In 2010, when Democrats passed the health care law Republicans are now seeking to repeal, they needed “yes” votes from all 60 of their senators, including 13 from states that then-President Barack Obama had lost in 2008. What did it take for the party to be able to obtain 60 seats? The Iraq War, Hurricane Katrina and a stock market crash, which generated a huge backlash against President George W. Bush and Republicans in 2008.
Today, it would take even more cataclysmic events under GOP rule to propel Democrats to a supermajority over the next six years. (Of course, those events sometimes happen, particularly given a long enough time frame.) Meanwhile, all Republicans would need to obtain 60 seats would be to win every seat in the 30 states that Trump won — no Clinton states needed.
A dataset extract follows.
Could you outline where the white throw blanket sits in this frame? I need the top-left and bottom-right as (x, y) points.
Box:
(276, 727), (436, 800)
Wasserman added that even if a Democrat wins in 2020, the Senate majority could be solidly Republican, making for any possible changes to institutions, like the Supreme Court, all but impossible for liberals. Yet, what about the health care aspect of this debate? The individual mandate is unpopular, but millions of people are enrolled in Obamacare. The hubbub over possible Medicaid cuts frightened some moderate GOP senators and caused heartburn within the Senate GOP caucus. You all know this fight: one side (the Democrats) will be painted as protecting people, while the other (the GOP) will be seen as heartless ghouls taking people’s health care away. In other words, we’re taking away people’s stuff. There’s no amount of public relations work, or wizards in this field, that can polish that and turn it into a winning message. None. Sean Trende of Real Clear Politics analyzed how the health care debate could impact the 2018 Senate races, which are insanely biased against the Democrats. He placed the races into three tiers. One block has states where Trump’s approval is below the national average. The second is where Trump is slightly above that average, and the third where the president has high approval ratings (i.e. around 50 percent or more). Trende noted that in most of the scenarios he’s run, the GOP picks up seats—though it all depends on whether Trump can rebound to 40 percent approval (he’s below that right now) or better by the time we get into the thick of midterm season:
If we put this together, it is consistent with the interactive Senate tool David Byler and I developed earlier this year. If you simulate the election with Trump’s job approval around 40 percent, the most likely result is that Republicans hold steady or lose a seat, although they gain seats in around a quarter of the scenarios. Whether Republicans end up on the upside of the mean (from their perspective) or the downside probably depends on the extent to which Democratic senators like Tester, Heitkamp and Manchin can maintain their semi-independent brands. The politics of health-care reform probably complicate this.
While a president’s approval rating has historically been a gauge for how his party would do in the midterms if they control Congress, we could see an event where Trump could be relatively unpopular but the Republicans still retain their majority--with an increased Senate majority.